ONE: I’ve heard the conditions are poor.

AK: Yes, they are awful.

ONE: Can you describe them?

AK: No. It’s atrocious — the dirt, the terrible conditions. In Roumieh there are 4,600 prisoners and we can’t help them all. We have people who come to us to register the names of people saying they need our help, or need to talk with us. We listen to them and sometimes we visit their families to see why they don’t come to visit and help their children. Up to now, we have managed to convince only three families to come visit their child but we usually don’t succeed. It’s very difficult.

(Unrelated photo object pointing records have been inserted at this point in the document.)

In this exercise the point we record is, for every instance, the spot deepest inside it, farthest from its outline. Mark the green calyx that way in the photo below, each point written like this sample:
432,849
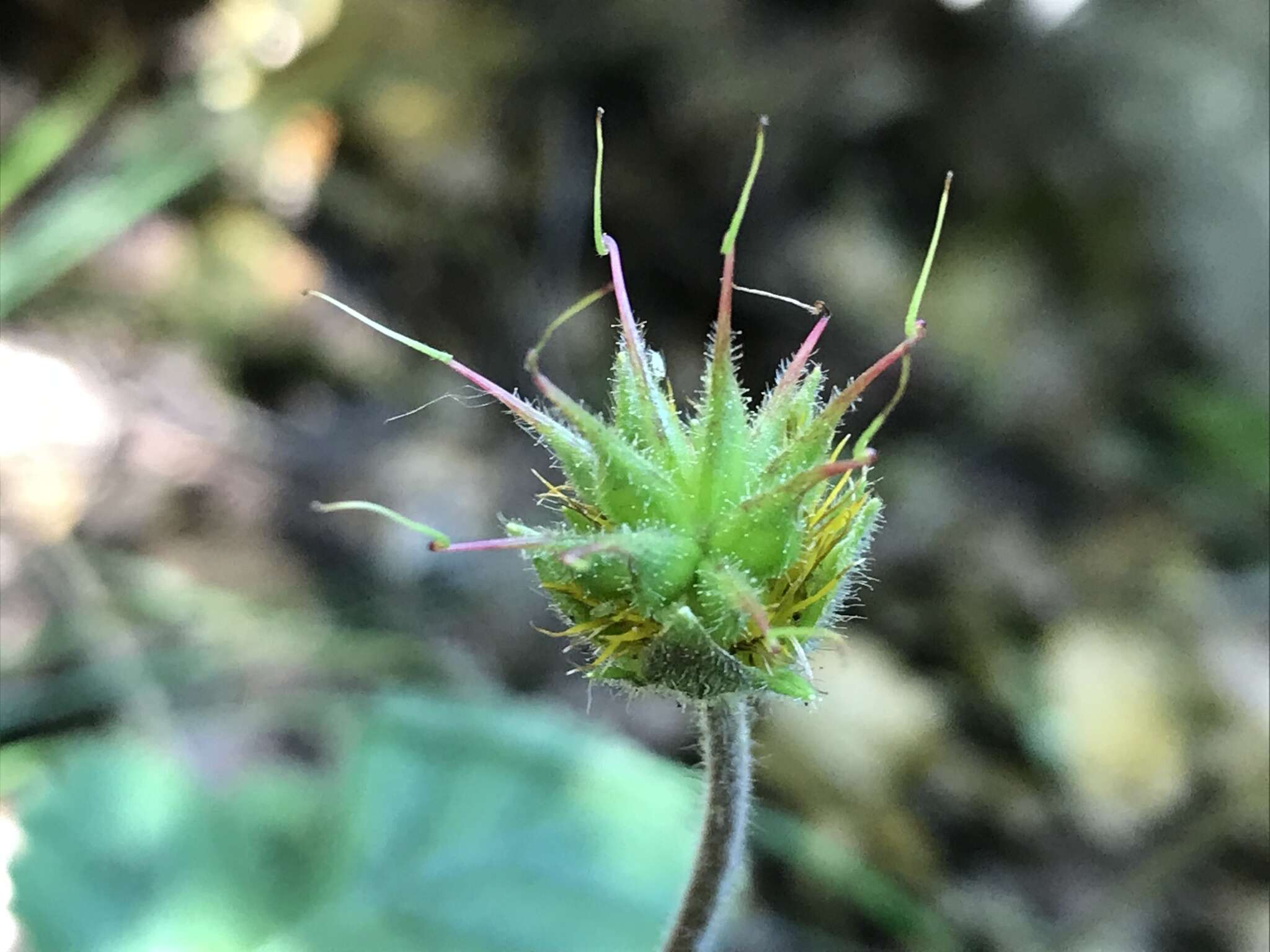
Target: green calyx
700,552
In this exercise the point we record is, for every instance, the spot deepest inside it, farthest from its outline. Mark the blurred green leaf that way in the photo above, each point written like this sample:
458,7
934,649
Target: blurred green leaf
447,827
51,128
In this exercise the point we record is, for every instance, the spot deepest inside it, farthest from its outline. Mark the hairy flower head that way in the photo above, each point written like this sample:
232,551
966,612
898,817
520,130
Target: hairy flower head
701,550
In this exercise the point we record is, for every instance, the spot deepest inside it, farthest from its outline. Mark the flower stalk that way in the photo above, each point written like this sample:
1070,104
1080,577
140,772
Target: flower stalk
726,754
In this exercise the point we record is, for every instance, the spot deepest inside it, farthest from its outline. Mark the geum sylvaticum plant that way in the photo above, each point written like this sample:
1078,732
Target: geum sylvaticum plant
699,552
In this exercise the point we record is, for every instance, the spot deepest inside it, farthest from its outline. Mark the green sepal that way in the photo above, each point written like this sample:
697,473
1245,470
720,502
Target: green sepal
685,662
644,416
647,568
789,683
630,489
781,416
841,562
727,599
721,437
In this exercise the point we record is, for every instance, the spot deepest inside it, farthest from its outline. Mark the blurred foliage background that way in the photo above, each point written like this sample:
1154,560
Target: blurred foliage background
230,724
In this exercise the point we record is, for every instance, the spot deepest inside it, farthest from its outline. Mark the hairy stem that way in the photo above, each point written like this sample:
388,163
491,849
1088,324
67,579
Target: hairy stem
726,751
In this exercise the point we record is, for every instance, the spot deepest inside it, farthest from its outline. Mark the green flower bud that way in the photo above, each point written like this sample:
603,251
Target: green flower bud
700,552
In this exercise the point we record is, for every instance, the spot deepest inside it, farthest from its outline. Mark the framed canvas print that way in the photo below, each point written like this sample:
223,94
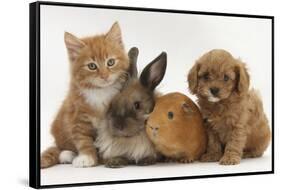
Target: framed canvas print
125,94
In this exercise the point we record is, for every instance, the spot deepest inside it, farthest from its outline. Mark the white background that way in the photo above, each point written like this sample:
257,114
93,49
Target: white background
14,93
184,38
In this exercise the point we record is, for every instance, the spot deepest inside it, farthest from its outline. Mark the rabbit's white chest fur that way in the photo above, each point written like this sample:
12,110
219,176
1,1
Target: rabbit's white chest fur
100,98
133,148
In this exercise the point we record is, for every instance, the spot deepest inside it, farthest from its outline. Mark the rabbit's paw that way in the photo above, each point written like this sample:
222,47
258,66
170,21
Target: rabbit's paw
146,161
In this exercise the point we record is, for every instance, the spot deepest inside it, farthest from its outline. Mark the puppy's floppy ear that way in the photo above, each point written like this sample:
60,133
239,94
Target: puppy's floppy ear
242,77
193,78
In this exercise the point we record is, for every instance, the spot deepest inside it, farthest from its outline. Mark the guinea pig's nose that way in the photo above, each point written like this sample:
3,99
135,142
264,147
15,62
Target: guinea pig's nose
214,90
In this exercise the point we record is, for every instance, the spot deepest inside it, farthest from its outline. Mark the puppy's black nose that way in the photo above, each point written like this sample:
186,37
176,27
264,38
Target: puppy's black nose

ONE: How does your work at the Armenian Catholic Patriarchate help the refugees fleeing the war in Syria?

AK: When the Syrians started to come, the patriarch said: “We can’t refuse them; we must welcome them.” So, Syrians seeking help come to me and I do interviews: where they came from, where they live now, how many people are living where they reside, etc. Initially, we assisted Syrian Armenian Catholic families, and then we began to help everyone, regardless of ethnicity or religion. We went to CNEWA for money to buy them heaters, blankets and towels. We then made an agreement with the Armenian Apostolic bishop and with the Karagheusian Center [a CNEWA partner] to start giving children pillows, towels, pajamas, underwear and socks. Currently, we are helping some 1,100 families in Bourj Hammoud — about 4,000 people.

Everyone helps now, even the people who resent Syrians for the occupation of Lebanon. In 1978, we were stuck for ten days and nights in shelters. It was awful; you can’t imagine ten days of bombs falling on you. But now people say: “It’s not the people’s fault — we must help them.”

ONE: How did you become so deeply involved in charity work? Isn’t it all overwhelming?

AK: Since my childhood, I liked to help people. I was small and I worked in a dispensary beside our house. I liked that. I was in my 20’s during the civil war here in Lebanon and I helped everyone. I spent the whole war in this neighborhood. I didn’t leave it even for one day.

I am no longer a young girl, but I work more than a young girl does! And people say: “Oh, I’m tired.” Me, I can’t say that; I don’t get tired!

ONE: I have heard many personal stories here in Lebanon from the war years and I am sure the war made you very busy helping people. But surely there were moments where you had to help yourself?

AK: Oh, I have a story for you. In 1978, when the Syrians attacked us with the bombs, I was pregnant. I was taking shelter in the basement under our building and I could feel that I was going to give birth. I couldn’t breathe. I said I must go to the hospital, or will I have to give birth before 400 people! My brother came to take me there, and I was sure either I’d die or my baby would. I went to the hospital in a car of a Christian militiaman. I arrived with the baby’s head already coming out and I gave birth on the bathroom floor in about five minutes. Then a sister said: “You must leave. The hospital is burning.” I took my baby and she was black from the dirt. There was no water. About 10 or 15 minutes after having given birth, I was running through the streets with the baby to get back to the shelter. I arrived and could see my husband and kids across the street, but couldn’t cross because the bombs were falling so heavily. Finally, I got back to safety. Two hours later, there was a cease-fire.

ONE: Did such experiences — or indeed, does your charitable work — change you spiritually?

AK: No. I was a student of the Armenian Sisters of the Immaculate Conception and I have had my faith since I was a child. Every day, when I wake up, before leaving the house, I have a picture of Jesus and I say to him: “I am leaving the house and I leave it to you. It’s up to you to decide if I make mistakes or not and you’ll always be with me.”

But prayers help me when life is tough. Without prayers, how do you live? Prayers are our protection. God stays with us when we pray and he doesn’t let us go astray.